Berupaya Membuat Orang Lain Senang dan Puas
Heru Amrih Edhie, Kolektor Sepeda Motor Vespa
Bagi Heru Amrih Edhie, motor Vespa adalah kreativitas dan inovasi. Tidak sekadar hobi memiliki dan menunggangi, pria 45 tahun itu juga melahirkan sejumlah aksesori.
MAYA APRILIANI
HERU sepertinya sudah cinta mati pada Vespa. Ke mana pun pergi, dia lebih banyak naik tunggangan besi kesukaannya itu. Saat bertemu Jawa Pos pada Jumat (13/4), dia membawa Vespa Sprint silver. Motor keluaran 1967 itu tampak masih mulus. Semuanya. Bodi hingga penutup velg. Mengilap.
Meski sudah berusia 51 tahun, Vespa tersebut nyaris tidak pernah ”rewel”. Begitu bersahabat. ”Yang terpenting itu perawatannya,” kata pria kelahiran Sampang, Madura, tersebut.
Ya, Heru memang rajin merawat Vespa. Dia belajar melalui buku, teman, hingga internet. Kecintaan tersebut berbuah usaha. Dia bersama temannya sepakat membuka toko spare part dan servis Vespa. Termasuk bengkel restorasi dan pembuatan aksesori.
Ada sejumlah aksesori karya Heru. Namun, yang banyak ditanyakan para penggemar adalah dongkrak. Alat tersebut lahir atau diciptakan dari bengkel sederhana, tetapi sangat berguna. Selain itu, dia membuat penutup velg. Harga aksesori buatan Heru tersebut terjangkau.
Untuk memasarkannya, Heru cukup mem-posting di media sosial. Tidak lama, banyak yang merespons. ”Saya ingin pemilik Vespa bisa menikmati kendaraannya tanpa harus keluar banyak duit,” katanya.
Heru paham pasar. Bagi para penghobi, tentu mereka ingin kendaraannya terlihat berbeda. Eye-catching. Tidak terkecuali penggemar Vespa.
Untuk mewujudkan itu, salah satu caranya menambah aksesori. Nah, peluang itulah yang ditangkap suami Emy Sugijanti tersebut. Dia pun berupaya mewujudkan impian itu. ”Pokoknya membuat puas dan senang orang lain. Itulah yang penting,” ujarnya.

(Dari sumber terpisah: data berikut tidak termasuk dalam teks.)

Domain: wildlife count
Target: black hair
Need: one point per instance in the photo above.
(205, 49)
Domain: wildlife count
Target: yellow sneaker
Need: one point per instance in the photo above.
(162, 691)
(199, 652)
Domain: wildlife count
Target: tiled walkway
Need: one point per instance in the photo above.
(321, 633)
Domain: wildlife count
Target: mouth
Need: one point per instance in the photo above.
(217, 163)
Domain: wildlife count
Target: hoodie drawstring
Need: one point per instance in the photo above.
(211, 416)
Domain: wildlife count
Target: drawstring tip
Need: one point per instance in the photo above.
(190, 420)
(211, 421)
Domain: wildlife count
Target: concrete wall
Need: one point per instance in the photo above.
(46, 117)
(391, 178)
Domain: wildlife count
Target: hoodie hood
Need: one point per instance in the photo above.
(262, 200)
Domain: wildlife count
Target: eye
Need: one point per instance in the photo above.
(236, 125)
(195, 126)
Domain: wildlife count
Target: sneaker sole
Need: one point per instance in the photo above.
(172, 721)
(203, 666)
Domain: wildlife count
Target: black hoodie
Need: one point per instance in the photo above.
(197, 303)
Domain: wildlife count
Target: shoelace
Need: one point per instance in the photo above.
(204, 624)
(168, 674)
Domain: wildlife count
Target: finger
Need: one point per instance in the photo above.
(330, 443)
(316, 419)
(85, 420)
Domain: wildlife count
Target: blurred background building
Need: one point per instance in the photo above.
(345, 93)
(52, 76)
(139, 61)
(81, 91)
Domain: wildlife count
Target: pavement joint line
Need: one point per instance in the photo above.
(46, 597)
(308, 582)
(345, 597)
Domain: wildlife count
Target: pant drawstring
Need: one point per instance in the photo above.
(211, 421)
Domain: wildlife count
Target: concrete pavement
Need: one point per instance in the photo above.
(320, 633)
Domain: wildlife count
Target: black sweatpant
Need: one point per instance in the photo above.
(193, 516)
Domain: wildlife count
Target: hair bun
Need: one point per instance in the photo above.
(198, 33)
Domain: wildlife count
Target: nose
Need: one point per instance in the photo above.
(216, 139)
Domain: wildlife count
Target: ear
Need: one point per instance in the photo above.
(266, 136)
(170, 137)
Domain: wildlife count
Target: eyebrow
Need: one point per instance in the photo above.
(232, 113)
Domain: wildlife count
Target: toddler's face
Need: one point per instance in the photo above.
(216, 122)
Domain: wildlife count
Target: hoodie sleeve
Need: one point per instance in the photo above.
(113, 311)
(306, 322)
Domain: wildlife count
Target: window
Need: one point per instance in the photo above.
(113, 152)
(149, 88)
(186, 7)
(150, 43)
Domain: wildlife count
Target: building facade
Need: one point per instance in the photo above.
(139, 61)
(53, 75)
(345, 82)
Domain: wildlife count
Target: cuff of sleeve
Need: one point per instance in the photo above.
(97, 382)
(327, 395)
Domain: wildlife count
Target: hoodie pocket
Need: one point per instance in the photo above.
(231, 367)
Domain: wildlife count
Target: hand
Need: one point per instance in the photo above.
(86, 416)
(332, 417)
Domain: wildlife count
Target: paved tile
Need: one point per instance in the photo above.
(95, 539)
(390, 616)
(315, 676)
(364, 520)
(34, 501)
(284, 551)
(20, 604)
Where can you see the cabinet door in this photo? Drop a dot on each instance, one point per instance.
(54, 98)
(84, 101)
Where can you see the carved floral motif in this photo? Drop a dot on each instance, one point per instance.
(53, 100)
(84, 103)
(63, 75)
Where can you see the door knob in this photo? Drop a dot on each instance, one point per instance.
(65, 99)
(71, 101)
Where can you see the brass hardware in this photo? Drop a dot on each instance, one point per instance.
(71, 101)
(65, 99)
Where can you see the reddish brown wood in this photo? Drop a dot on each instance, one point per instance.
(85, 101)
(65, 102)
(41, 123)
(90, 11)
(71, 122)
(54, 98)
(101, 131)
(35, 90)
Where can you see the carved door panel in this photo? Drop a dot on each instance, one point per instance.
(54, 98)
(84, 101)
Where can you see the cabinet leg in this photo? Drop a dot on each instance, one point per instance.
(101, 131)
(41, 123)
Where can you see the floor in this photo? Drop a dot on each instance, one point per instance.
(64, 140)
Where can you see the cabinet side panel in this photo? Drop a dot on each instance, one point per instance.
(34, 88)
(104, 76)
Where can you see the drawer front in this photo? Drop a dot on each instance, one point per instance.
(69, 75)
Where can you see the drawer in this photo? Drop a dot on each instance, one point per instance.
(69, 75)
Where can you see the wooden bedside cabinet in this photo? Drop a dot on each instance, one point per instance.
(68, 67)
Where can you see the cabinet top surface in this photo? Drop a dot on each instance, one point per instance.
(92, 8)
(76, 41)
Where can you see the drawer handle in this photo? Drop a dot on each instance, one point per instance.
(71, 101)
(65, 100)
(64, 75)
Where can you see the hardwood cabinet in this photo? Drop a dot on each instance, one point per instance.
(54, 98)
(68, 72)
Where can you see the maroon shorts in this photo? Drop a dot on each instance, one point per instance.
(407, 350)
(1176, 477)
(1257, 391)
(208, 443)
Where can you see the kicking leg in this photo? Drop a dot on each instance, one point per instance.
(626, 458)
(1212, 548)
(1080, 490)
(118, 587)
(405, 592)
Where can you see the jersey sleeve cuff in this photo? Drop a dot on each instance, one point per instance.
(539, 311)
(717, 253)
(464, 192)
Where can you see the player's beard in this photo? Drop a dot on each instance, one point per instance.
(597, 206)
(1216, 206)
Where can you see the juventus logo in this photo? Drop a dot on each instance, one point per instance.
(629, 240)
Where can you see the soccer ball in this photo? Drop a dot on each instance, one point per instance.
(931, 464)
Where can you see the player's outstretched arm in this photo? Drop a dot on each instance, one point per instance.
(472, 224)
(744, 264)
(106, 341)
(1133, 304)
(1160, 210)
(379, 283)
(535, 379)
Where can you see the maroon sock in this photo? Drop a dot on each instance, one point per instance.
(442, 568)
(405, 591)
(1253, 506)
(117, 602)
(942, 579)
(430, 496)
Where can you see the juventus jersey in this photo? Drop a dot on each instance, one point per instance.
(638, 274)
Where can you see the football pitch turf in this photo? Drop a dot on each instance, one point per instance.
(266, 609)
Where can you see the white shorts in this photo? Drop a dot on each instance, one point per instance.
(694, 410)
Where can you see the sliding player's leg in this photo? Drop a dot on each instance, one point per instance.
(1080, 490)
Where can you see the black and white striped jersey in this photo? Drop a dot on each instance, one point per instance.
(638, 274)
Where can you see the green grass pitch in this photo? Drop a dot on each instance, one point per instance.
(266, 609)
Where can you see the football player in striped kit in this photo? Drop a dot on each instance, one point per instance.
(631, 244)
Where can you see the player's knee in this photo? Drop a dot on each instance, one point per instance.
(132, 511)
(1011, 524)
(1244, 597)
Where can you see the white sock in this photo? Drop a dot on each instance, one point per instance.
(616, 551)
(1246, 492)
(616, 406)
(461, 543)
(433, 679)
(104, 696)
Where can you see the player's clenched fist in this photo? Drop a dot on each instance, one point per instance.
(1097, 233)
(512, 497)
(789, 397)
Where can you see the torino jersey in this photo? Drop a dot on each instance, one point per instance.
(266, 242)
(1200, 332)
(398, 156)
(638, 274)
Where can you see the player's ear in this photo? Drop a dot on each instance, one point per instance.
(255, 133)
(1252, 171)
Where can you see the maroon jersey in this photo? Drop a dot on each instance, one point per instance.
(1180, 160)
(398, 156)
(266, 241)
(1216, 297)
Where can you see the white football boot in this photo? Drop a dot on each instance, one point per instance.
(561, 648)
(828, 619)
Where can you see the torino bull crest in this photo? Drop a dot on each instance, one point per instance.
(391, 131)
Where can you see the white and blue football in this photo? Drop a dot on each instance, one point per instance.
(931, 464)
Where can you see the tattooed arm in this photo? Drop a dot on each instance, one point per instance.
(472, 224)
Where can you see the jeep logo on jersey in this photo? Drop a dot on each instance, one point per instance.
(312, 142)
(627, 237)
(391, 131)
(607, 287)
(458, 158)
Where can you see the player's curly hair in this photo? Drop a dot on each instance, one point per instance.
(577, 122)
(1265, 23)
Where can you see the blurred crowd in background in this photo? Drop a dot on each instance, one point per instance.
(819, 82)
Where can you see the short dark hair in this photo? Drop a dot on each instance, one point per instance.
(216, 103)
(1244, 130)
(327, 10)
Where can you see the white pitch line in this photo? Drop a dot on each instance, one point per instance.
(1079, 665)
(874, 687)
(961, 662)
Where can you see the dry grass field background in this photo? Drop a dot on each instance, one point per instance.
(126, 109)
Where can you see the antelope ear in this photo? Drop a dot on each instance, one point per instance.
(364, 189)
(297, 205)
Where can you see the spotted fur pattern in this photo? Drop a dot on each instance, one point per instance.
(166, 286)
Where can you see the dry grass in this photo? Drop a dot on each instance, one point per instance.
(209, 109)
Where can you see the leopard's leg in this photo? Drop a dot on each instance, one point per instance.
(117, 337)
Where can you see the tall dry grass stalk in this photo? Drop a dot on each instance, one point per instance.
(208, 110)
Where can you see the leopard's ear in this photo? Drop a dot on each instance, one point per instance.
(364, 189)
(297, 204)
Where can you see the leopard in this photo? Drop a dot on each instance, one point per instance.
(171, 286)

Perkenalan Heru dengan si Vespa sangat lama. Bahkan, dia berseloroh sejak dalam kandungan. Kok? Sebab, R. Soedarman, bapaknya, juga seorang penggemar Vespa. ”Karena itu, saat dalam kandungan juga sudah naik Vespa,” ungkapnya, lantas tertawa.
Namun, Vespa bersejarah milik ayahnya itu diberikan kepada seseorang. Tidak diwariskan kepadanya. Alasannya bisa tetap terawat. Sebab, perawatan Vespa produksi 1980-an tersebut cukup berat. Untuk servis saja, harus menuju ke Pamekasan. Jarak dari tempat tinggalnya saat itu sejauh 30 kilometer. Karena itu, Vespa diberikan kepada orang lain.
Heru pun merasa sangat eman. Dia pun sempat membuat sayembara untuk dapat menemukan vespa ayahnya melalui media sosial. Dia ingin mendapatkannya lagi. Bahkan, dia rela menukar dengan Vespa VGL miliknya. Tapi, sampai sekarang belum bisa ditemukan. ”Mungkin kecintaan pada Vespa itu menurun dari ayah. Sekarang ada enam,” katanya.
Selain jenis Sprint, Heru memiliki Vespa VGL (1963), PTS (1981), dan Super (1966). Selain itu, ada Vespa Sprint Matic 2015. Hobi mengoleksi Vespa tersebut sempat diprotes istrinya. Tapi, lama-lama sang istri dapat memahami.
Bagi Heru, kecintaan terhadap Vespa juga memiliki nilai lebih. Yakni, kedekatan dengan para pemilik kendaraan serupa. Para pemilik Vespa sudah seperti saudara. Di jalanan, tak kenal pun saling menyapa. Jika ada kesulitan, pasti saling membantu. Saat touring, tidak perlu bingung persinggahan. Di setiap daerah, hampir selalu ada komunitas Vespa.
Dengan Vespa, Heru sudah menjelajah berbagai kota. Mulai dari Jogjakarta, Bandung, Jakarta, Bromo, hingga Bali. Baik bersama temantemannya maupun anak dan istrinya. Salah satu cita-cita yang ingin diwujudkannya adalah mencapai titik nol kilometer. ”Semoga ada kesempatan,” katanya.